RELATÓRIO
MINISTRO HUMBERTO GOMES DE BARROS: A recorrente pede Mandado de Segurança contra a interrupção do fornecimento de energia elétrica pela impetrada, após notificação prévia por falta de pagamento, visto que tal serviço é público, devendo obedecer ao princípio da continuidade, conforme dispõe os artigos 22 e 42 do Código de Defesa do Consumidor. A liminar foi deferida. O Juízo "a quo" denegou a segurança, cassando a liminar concedida.
O Tribunal "a quo" negou provimento ao recurso, ao fundamento de que não existe qualquer direito líquido e certo a ser amparado por meio de Mandado de Segurança, ou motivos que justifiquem a persistência do débito e a continuidade do serviço. Entenderam que não há previsão legal que obrigue o fornecimento gratuito de energia elétrica e não há arbitragem na suspensão do fornecimento até a regularização dos pagamentos.
Adveio recurso especial (alíneas a e c) queixando-se de ofensa aos artigos 22 e 42 da Lei 8.042/90 (CDC), bem como apontando dissídio jurisprudencial.
ADMINISTRATIVO - ENERGIA ELÉTRICA - CORTE FALTA DE PAGAMENTO.
- É lícito à concessionária interromper o fornecimento de energia elétrica, se, após aviso prévio, o consumidor de energia elétrica permanecer inadimplente no pagamento da respectiva conta (L. 8.987/95, Art. 6º, 3º, II).
VOTO
MINISTRO HUMBERTO GOMES DE BARROS (RELATOR): A questão debatida neste recurso resume-se na indagação:
- É lícito ao vendedor de energia elétrica cortar o fornecimento deste bem, quando o consumidor deixa de pagar o respectivo preço?

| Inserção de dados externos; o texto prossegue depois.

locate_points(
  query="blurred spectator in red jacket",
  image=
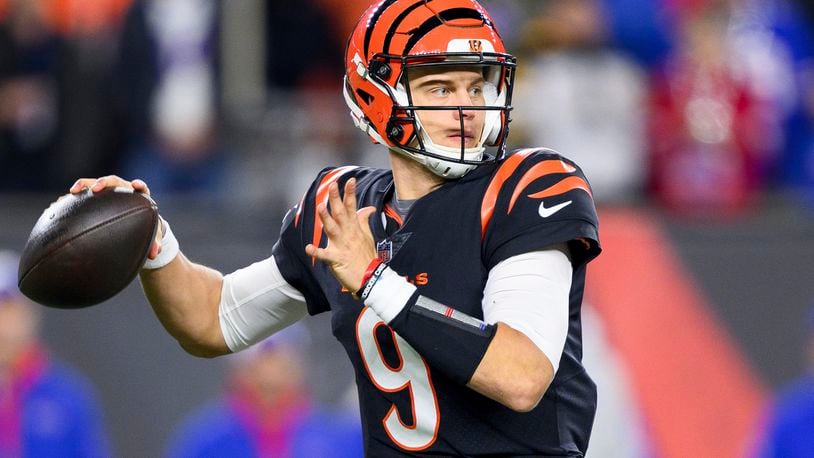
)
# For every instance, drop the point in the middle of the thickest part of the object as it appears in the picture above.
(712, 134)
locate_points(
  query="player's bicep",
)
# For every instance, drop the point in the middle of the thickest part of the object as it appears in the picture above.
(530, 292)
(257, 301)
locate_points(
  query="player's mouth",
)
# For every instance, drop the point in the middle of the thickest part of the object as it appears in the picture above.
(456, 135)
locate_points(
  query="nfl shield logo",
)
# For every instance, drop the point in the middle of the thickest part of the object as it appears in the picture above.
(385, 250)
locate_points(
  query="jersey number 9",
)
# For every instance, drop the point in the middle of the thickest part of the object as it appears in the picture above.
(412, 374)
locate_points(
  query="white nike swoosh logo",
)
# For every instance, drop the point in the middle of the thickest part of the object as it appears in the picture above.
(546, 212)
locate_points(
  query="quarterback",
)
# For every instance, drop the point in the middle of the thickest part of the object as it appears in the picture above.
(454, 280)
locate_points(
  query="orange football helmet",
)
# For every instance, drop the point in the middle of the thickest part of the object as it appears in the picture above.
(394, 36)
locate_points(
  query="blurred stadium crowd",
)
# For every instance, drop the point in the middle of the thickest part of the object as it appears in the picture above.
(701, 108)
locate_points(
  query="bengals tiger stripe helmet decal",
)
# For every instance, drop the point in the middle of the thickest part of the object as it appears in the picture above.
(394, 36)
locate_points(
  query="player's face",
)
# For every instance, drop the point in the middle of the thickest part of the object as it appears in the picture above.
(450, 86)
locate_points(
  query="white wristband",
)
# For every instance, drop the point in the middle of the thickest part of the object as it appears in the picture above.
(389, 295)
(169, 249)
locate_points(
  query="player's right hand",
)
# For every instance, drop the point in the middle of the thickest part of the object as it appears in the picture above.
(113, 181)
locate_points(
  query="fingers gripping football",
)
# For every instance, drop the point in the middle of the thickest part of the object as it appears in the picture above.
(113, 181)
(350, 243)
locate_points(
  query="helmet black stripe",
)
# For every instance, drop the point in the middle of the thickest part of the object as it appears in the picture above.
(390, 33)
(443, 16)
(373, 21)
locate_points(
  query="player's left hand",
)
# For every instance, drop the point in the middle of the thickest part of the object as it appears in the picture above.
(350, 246)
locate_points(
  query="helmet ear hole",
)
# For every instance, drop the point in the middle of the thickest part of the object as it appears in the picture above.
(394, 132)
(364, 96)
(380, 69)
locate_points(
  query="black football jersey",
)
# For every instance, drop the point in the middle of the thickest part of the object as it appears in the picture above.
(447, 243)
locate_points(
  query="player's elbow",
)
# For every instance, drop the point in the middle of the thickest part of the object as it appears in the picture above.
(527, 392)
(207, 342)
(201, 350)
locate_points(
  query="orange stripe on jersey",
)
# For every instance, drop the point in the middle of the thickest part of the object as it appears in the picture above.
(540, 170)
(389, 211)
(299, 209)
(322, 197)
(506, 170)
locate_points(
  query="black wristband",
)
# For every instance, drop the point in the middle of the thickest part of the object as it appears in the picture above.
(452, 342)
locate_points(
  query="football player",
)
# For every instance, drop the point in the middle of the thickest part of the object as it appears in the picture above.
(454, 280)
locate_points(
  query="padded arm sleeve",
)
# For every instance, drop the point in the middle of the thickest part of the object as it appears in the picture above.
(256, 302)
(530, 293)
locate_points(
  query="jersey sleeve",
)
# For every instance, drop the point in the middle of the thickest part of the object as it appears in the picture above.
(302, 226)
(289, 251)
(537, 199)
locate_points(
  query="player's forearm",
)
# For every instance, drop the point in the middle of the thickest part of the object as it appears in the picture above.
(513, 372)
(185, 298)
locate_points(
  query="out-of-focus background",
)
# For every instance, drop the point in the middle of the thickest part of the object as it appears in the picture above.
(693, 119)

A Jurisprudência da Primeira Secção está dividida. Enquanto a Primeira Turma proclama a impossibilidade, a Segunda afirma ser possível o corte.
A Quarta Turma, também aprecia o tema, proclamando a licitude do corte.
Para melhor avaliação da Corte, reproduzo, à guisa de exemplo acórdão de cada um desses colegiados:
1. É condenável o ato praticado pelo usuário que desvia energia elétrica, sujeitando-se até a responder penalmente.
2. Essa violação, contudo, não resulta em reconhecer como legítimo ato administrativo praticado pela empresa concessionária fornecedora de energia e consistente na interrupção do fornecimento da mesma.
3. A energia é, na atualidade, um bem essencial à população, constituindo-se serviço público indispensável subordinado ao princípio da continuidade de sua prestação, pelo que se torna impossível a sua interrupção.
4. Os arts. 22 e 42, do Código de Defesa do Consumidor, aplicam-se às empresas concessionárias de serviço público.
5. O corte de energia, como forma de compelir o usuário ao pagamento de tarifa ou multa, extrapola os limites da legalidade.
6. Não há de se prestigiar atuação da Justiça privada no Brasil, especialmente, quando exercida por credor econômica e financeiramente mais forte, em largas proporções, do que o devedor. Afronta, se assim fosse admitido, aos princípios constitucionais da inocência presumida e da ampla defesa.
7. O direito do cidadão de se utilizar dos serviços públicos essenciais para a sua vida em sociedade deve ser interpretado com vistas a beneficiar a quem deles se utiliza.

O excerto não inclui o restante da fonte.